Born in Liverpool (the unofficial ôcapital of North Wales,ö despite being in England) to Welsh-speaking parents, Robin Huw Bowen, inspired by the Breton harper, Alan Stivell, learned to play the simple Celtic harp while at school. He was first exposed to the triple harp by the brothers Dafydd and Gwyndaf Roberts who played the instrument with the traditional Welsh group, Ar Log. They had learned from Nansi Richards, the last of the Welsh gypsy harpists.

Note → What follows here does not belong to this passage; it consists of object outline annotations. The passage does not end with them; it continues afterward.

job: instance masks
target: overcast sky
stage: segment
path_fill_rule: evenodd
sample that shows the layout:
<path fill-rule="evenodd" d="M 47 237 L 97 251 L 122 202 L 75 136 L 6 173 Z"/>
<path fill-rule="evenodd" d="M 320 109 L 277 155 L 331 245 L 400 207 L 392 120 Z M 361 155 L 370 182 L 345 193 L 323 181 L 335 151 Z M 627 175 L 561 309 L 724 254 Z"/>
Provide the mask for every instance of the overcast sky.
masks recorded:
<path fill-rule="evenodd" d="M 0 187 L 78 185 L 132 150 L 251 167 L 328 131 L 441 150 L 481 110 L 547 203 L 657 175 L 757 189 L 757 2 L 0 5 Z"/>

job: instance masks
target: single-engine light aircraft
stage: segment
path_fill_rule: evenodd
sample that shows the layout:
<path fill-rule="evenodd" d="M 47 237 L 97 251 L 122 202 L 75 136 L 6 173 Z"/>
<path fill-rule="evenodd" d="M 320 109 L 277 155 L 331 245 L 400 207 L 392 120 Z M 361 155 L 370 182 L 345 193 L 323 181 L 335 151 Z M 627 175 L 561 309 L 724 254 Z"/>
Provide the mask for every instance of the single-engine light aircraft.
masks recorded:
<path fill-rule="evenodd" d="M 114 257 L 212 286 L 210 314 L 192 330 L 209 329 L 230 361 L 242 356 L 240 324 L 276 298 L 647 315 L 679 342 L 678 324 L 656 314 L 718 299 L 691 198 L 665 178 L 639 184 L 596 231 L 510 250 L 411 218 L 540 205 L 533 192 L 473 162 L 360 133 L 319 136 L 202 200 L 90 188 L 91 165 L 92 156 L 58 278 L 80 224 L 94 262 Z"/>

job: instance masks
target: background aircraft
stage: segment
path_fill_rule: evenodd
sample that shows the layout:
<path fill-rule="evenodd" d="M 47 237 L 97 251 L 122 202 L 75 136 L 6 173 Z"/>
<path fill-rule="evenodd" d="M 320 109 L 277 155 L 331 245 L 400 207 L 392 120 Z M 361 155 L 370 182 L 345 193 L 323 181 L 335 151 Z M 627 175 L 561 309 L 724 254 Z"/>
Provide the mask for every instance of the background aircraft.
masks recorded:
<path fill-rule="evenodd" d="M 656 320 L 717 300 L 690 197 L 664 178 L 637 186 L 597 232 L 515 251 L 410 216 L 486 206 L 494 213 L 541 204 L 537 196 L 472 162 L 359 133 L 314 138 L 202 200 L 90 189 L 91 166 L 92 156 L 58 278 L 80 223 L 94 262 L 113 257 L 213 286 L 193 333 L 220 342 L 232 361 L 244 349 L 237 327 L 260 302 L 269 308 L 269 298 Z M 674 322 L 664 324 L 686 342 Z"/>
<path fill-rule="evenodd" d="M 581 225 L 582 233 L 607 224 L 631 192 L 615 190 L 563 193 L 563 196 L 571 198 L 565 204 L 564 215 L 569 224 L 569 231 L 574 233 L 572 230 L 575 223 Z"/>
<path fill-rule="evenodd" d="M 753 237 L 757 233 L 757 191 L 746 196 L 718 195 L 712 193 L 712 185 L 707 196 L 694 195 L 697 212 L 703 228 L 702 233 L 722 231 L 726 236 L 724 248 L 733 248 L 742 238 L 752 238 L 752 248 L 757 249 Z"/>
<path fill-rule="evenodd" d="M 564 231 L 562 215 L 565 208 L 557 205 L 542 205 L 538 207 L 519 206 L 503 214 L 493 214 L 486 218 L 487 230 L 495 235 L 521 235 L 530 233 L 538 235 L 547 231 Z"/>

In 1979 he received a degree in Welsh Language and Literature from the University College of Aberystwyth, Mid-Wales. For some years Bowen worked at the Welsh National Library. While there he began his pursuit of the Welsh triple harp and discovered several old collections of Welsh tunes and arrangements for harp. He set up his own press, Gwasg Teires, to publish this material, one of the only current sources for traditional Welsh music. His book of two hundred hornpipes, Tro Llaw, was published by the Welsh National Library.

Bowen played locally for several years, and joined the Welsh traditional group, Mabsant, in 1986, toured and recorded with them for two years and then set out on his own. Since then he has played solo and with the vocal duo Cusan Tan, with whom he currently tours. As a solo performer he has toured North America, Australia and Europe and has performed at major festivals, concerts and colleges. He has also taught classes and workshops.

The triple harp has obscure origins in the eighteen century. It has three rows of strings, the outer two in unison to each other, the middle for accidentals, making it a fully chromatic instrument. It was popular for a time throughout Europe, in art music as much as folk, but was later superseded by the pedal harp (which uses the pedal for accidentals). The triple harp lived on only in Wales, where it was extremely popular, and much cheaper and lighter than the new pedal harps. It became known as the Welsh national instrument in the nineteenth century.